Es ist ein bemer­kens­wertes Buch – viel­leicht schon jetzt, beim Erscheinen, als histo­risch einzu­ordnen –, das in den Jahren 2010 bis 2019 am Rande der Nachdiplomkurse CVS-Schriftgestaltung und des Masterkurs MAS Type Design entstand, sowohl zwischen den Lehrveranstaltungen der ZHdK sowie an anderen Schulen im In- und Ausland. Ohne Budget, getrieben von der Leidenschaft für das Schriftgestalten.

„Greifen Sie geistig zu Schnitzmesser, zur Raspel, zur Säge und zum Hammer. Formen Sie!“

Im ersten Teil geben einfluss­reiche Dozierende im Bereich Typedesign Einblicke in Ihre Denk- und Arbeitsweisen, darunter André Baldiger, Anton Studer, Bruno Margreth, Hans-Jürg Hunziker, Katharine Wolff und der Herausgeber Rudolf Barmettler (s. u.). Ihre Beiträge werden ergänzt durch den Außenblick einer Gastdozentin, die nie in der Schweiz unter­rich­tete: Fiona Ross. Auch der gerade 90 Jahre alt gewor­dene Georg Salden (vgl. Fontblog: Alle Gute zum Neunzigsten …) liefert einen Beitrag, der unter dieser moti­vie­renden Devise steht: „Greifen Sie geistig zu Schnitzmesser, zur Raspel, zur Säge und zum Hammer. Formen Sie!“

Der zweite Teil stellt die Nebenfächer und ergän­zenden Module bezüg­lich Fachwissen, Geschichte, Recht und Theorie vor. Auch hier wirkten zwei Gastautoren mit: Robin Kinross („The Monotype Era“) und Georg Salden (Über das compu­ter­ge­stützte Schriftentwerfen).

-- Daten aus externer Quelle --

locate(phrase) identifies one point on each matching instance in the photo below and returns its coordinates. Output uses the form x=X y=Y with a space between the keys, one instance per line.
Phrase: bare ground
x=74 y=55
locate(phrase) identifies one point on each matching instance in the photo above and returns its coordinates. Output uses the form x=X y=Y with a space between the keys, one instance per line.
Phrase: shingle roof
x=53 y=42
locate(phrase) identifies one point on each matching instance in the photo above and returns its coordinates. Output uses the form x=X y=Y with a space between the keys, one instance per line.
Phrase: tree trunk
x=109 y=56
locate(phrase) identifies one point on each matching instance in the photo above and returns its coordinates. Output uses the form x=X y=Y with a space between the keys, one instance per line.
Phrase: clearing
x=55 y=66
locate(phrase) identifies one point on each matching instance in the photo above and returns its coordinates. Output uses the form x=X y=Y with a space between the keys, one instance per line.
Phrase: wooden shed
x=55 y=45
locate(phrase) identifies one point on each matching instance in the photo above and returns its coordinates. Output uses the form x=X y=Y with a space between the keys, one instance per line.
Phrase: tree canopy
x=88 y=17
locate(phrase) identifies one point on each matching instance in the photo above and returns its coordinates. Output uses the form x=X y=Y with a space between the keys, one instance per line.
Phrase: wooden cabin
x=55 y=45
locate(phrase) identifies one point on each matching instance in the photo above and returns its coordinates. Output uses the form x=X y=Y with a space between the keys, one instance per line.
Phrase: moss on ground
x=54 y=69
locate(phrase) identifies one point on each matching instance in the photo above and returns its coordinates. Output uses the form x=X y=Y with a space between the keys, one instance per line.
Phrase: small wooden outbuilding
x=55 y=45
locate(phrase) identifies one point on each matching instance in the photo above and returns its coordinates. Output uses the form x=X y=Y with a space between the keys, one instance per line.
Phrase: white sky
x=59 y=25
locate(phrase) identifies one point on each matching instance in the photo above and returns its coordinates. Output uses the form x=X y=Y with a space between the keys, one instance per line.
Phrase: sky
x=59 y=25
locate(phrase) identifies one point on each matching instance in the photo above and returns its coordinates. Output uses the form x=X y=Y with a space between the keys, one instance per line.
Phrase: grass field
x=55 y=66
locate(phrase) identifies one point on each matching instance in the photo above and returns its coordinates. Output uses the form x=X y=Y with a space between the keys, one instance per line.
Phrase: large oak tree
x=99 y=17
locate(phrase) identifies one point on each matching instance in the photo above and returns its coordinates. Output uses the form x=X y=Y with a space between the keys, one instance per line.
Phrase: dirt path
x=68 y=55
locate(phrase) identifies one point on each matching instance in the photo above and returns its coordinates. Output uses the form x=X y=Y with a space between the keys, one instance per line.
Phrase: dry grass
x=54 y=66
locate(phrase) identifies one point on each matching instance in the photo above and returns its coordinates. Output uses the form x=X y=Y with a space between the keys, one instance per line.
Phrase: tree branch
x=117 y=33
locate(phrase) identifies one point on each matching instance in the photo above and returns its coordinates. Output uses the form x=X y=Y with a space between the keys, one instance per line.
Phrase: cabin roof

Im hinteren Teil geht es um Visionen und Ausblicke, Tools und neue Technologien, die an der ZHdK entstanden. Bemerkenswert: Remo Caminadas Beitrag über „Die Entwicklung des Type Generators“ und Christian Flepps „Typender: Find the Font You’re thin­king of“. In diesem Zusammenhang wird auch die Pädagogik im Schriftdesign neu überdacht.

Zwischen den Beiträgen finden sich Strecken mit doppel­sei­tigen Schriftmustern von Textschriften der ZHdK-Absolventinnen und -Absolventen, darunter Arbeiten von Martina Meier, Andreas Schenkel, Ronald Studer, Roland Stieger, Filippo Salmina, Stefanie Preis, Marc Droz, Clovis Vallois, Matthias Pauwels, Fabian Leuenberger und Nina Stössinger (Ernestine).

Über den Herausgeber: Rudolf Barmettler (*1956) besuchte den Vorkurs und die Grafikfachklasse in Luzern und betrieb schon in jungen Berufsjahren Forschung im Bereich visu­elle Kommunikation, unter anderem bei Hans Rudolf Lutz. Er arbei­tete in Zürich bei Georg Staehelin und in Paris bei Jean Widmer und war viele Jahre Assistent am Lehrstuhl für bild­ne­ri­sches Gestalten an der ETH. Seit 1989 ist er Dozent an der ZHdK für  Typographie, von 1999 bis 2008 war er Leiter des Studienbereichs Visuelle Kommunikation. Sein Schwerpunkt in der Forschung liegt im Schweizer Schriftschaffen des 20. Jahrhunderts. (Foto: Matthias Bünzli)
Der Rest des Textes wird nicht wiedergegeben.